Normal venous return from the lower extremities usually is accomplished by contraction of the lower-extremity musculature to pump the blood back up the venous gradient. Intact/competent venous valves prevent back flow. When the valves are incompetent or absent, pooling blood distends the veins, leading to further obstruction that causes worsened flow from the lower extremities. An exercising athlete with varicose veins further worsens this condition because of increased arterial flow into the exercising lower extremities. Usually this worsening of the venous return during exercise has little effect on exercise tolerance. Some athletes, however, may complain of a nonspecific heavy sensation to the extremities with exercise. This vague, exercise-related discomfort is known as “venous claudication.”

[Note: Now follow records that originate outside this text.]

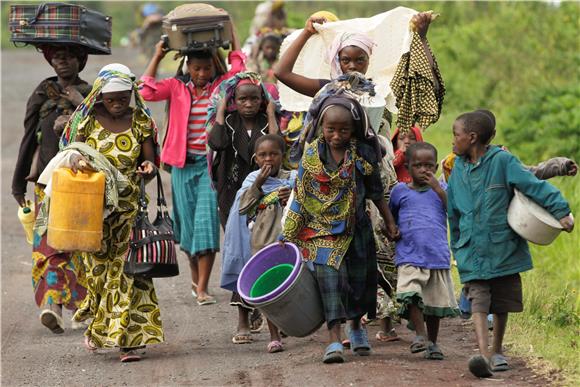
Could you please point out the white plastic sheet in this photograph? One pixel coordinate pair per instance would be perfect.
(389, 30)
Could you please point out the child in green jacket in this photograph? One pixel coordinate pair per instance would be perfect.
(489, 254)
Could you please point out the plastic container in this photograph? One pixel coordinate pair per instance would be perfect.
(75, 219)
(27, 216)
(295, 305)
(531, 221)
(271, 279)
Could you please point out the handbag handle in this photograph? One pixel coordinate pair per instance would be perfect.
(160, 193)
(142, 197)
(161, 203)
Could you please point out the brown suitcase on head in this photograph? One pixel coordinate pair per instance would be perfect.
(197, 26)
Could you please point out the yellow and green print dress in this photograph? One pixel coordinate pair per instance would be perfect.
(124, 308)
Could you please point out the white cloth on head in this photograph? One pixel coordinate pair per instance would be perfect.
(391, 34)
(116, 83)
(362, 41)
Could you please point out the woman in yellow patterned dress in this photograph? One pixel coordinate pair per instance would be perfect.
(124, 308)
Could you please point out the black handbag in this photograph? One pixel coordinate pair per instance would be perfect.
(152, 252)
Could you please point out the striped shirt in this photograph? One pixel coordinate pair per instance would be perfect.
(196, 134)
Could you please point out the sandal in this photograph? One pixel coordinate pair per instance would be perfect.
(383, 337)
(257, 321)
(498, 363)
(479, 366)
(129, 356)
(334, 353)
(359, 341)
(90, 345)
(52, 321)
(418, 345)
(433, 352)
(207, 300)
(242, 338)
(275, 346)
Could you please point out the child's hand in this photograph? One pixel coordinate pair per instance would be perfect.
(263, 175)
(309, 27)
(432, 181)
(571, 168)
(79, 163)
(393, 232)
(60, 123)
(421, 22)
(222, 106)
(284, 195)
(160, 50)
(73, 95)
(567, 223)
(271, 108)
(147, 169)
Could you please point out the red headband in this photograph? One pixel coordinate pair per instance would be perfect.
(248, 81)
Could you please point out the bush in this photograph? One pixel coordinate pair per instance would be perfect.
(548, 125)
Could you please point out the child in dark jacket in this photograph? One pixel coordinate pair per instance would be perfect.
(245, 113)
(489, 254)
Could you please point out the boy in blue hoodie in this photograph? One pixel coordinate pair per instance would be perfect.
(489, 254)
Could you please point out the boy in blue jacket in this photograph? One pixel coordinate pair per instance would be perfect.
(489, 254)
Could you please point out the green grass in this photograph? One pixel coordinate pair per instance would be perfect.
(549, 327)
(548, 331)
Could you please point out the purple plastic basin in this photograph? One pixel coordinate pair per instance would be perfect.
(263, 260)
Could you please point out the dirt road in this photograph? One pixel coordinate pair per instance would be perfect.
(198, 348)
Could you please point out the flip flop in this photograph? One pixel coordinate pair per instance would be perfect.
(479, 366)
(346, 343)
(275, 346)
(359, 341)
(334, 353)
(498, 363)
(257, 321)
(433, 352)
(129, 356)
(90, 345)
(207, 300)
(52, 321)
(383, 337)
(242, 338)
(418, 345)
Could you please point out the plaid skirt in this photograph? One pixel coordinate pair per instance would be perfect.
(195, 215)
(351, 291)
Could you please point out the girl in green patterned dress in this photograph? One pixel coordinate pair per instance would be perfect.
(123, 308)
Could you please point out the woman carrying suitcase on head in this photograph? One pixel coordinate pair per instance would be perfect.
(195, 213)
(57, 278)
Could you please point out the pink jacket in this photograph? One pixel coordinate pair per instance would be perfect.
(174, 90)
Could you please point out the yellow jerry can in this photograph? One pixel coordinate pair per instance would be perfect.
(75, 218)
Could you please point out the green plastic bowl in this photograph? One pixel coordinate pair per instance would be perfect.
(271, 279)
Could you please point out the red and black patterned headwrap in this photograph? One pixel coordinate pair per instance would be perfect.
(48, 50)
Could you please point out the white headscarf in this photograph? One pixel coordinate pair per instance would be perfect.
(117, 83)
(344, 40)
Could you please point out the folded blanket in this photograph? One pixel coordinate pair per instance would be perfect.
(115, 181)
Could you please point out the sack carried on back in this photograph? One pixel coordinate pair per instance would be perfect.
(60, 23)
(197, 26)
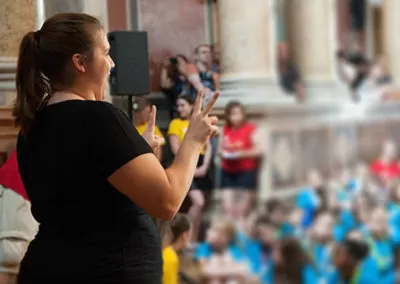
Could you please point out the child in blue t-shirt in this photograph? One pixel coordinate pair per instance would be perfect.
(291, 264)
(309, 199)
(381, 245)
(351, 268)
(220, 256)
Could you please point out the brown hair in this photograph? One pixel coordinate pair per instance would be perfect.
(228, 110)
(179, 225)
(393, 187)
(45, 57)
(294, 259)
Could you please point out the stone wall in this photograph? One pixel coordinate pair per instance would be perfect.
(299, 139)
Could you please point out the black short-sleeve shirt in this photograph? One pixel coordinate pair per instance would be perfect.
(89, 232)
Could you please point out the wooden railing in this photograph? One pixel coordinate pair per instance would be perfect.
(8, 131)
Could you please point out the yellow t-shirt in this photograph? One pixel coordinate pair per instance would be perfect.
(141, 128)
(170, 266)
(179, 127)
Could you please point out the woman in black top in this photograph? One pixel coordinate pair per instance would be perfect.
(93, 180)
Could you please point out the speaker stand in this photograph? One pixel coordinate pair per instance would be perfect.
(130, 108)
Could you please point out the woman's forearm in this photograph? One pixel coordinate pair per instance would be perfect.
(180, 173)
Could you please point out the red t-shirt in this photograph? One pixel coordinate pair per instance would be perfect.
(10, 177)
(237, 139)
(386, 171)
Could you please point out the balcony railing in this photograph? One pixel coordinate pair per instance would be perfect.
(8, 67)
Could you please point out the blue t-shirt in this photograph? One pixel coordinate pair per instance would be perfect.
(382, 254)
(365, 274)
(308, 201)
(322, 259)
(309, 276)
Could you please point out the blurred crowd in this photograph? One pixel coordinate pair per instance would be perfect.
(368, 80)
(341, 229)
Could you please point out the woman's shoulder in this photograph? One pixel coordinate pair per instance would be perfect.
(83, 108)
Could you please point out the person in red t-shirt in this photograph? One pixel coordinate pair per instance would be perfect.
(239, 153)
(387, 167)
(17, 226)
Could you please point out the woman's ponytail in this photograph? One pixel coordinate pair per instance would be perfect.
(31, 84)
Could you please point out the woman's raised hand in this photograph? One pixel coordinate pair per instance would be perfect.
(153, 140)
(202, 126)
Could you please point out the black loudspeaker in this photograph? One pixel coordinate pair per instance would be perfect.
(130, 54)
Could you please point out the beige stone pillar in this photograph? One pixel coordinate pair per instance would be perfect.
(391, 12)
(313, 45)
(248, 50)
(17, 17)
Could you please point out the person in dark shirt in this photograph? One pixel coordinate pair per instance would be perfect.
(93, 181)
(289, 78)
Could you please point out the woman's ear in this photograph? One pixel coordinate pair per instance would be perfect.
(78, 61)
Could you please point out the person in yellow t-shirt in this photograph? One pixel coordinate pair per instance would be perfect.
(201, 182)
(143, 108)
(180, 230)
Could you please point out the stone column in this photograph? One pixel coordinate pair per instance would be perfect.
(17, 17)
(313, 44)
(248, 49)
(391, 12)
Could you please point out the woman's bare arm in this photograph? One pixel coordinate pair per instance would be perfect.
(161, 192)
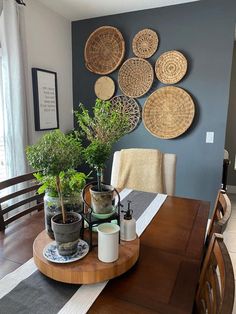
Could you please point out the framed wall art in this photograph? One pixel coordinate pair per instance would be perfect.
(45, 99)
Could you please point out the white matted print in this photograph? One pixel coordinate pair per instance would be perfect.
(45, 99)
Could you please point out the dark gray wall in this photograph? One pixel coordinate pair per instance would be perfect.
(230, 142)
(204, 32)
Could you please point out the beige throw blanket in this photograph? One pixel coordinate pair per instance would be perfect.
(141, 169)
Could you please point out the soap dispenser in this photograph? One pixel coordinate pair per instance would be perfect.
(128, 225)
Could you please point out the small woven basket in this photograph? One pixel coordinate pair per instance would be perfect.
(130, 107)
(145, 43)
(104, 50)
(135, 77)
(168, 112)
(171, 67)
(104, 87)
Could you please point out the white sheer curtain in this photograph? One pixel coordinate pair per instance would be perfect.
(14, 96)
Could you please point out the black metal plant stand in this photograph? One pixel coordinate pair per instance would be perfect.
(91, 219)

If venous congestion of the superficial system progresses it may lead to involvement of the deep venous return. This may then result in chronic edema, venous dermatitis, and/or stasis ulcers. Treatment is initially symptomatic using elevation and support stockings. Surgical vein stripping also may be an option for persistent problems, which do not respond to a more conservative approach. Proper skin care to treat the chronic dermatitis and any ulcers that may develop also is necessary.

Lymphatic disease

Other sources of edema of the lower extremities, but usually not associated with pain, are abnormalities of the lymphatic system. Lymph vessels serve to transport lymph fluid back to the venous system through the thoracic duct at the left jugular vein. At lymph node junctions along the lymph system, immunologic and filtering is done to the lymph fluid. Lymphatic channels, which normally follow the venous tree, are susceptible to many of the same forces that affect the venous system and include trauma, mechanical obstruction, and surgical removal of lymph nodes as well as venous hypertension.

Primary lymph edema is a disease of the lymph systems with an unknown cause. It is most common in females and often is unilateral. It usually has onset before the age of 40. The diagnosis may be confirmed with either lymphogram or contrast lymphangiography. Treatment is symptomatic and aimed at reducing the lower-extremity edema with elevation, support stockings and, occasionally, diuretics. Chronic lymphedema may cause recurrent skin infections, which in turn lead to an overload of the lymph system, causing further edema. Rarely, surgical intervention may be necessary.

Case Study 4: Popliteal Artery Entrapment  

A 17-year-old, high school senior CC runner presents with a several-month history of exercise-related left calf and foot pain. The pain is described as cramp-like in quality and has become progressively worse with time. The pain has become more intense and has onset earlier in his runs. There are no associated paresthesias, increased tension to the calf musculature, or loss of foot or ankle control during the runs. The pain will resolve after several minutes of rest but with return to running after resolution the pain will return almost immediately. There are no symptoms noted on the right or symptoms outside of activity. Past medical history and family history are noncontributory. Physical examination is noncontributory except that with the knee in full extension and forced dorsiflexion or active plantarflexion the dorsalis pedis and posterior tibialis pulses diminish. X-rays are negative. Superficial and deep posterior chronic exertional compartment testing is negative. Arteriography demonstrates entrapment of the artery at the knee. The athlete is treated surgically with release of the artery and makes a gradual return to running.

In summary, inflammatory metabolic, vascular diseases are common in the general population but uncommon causes of foot and ankle concerns in athletes. However, being attuned to the possibility of these disease processes complicating an athlete's ability to perform his or her chosen sport can allow the physician to address these issues and enhance the athlete's performance or enjoyment of sport.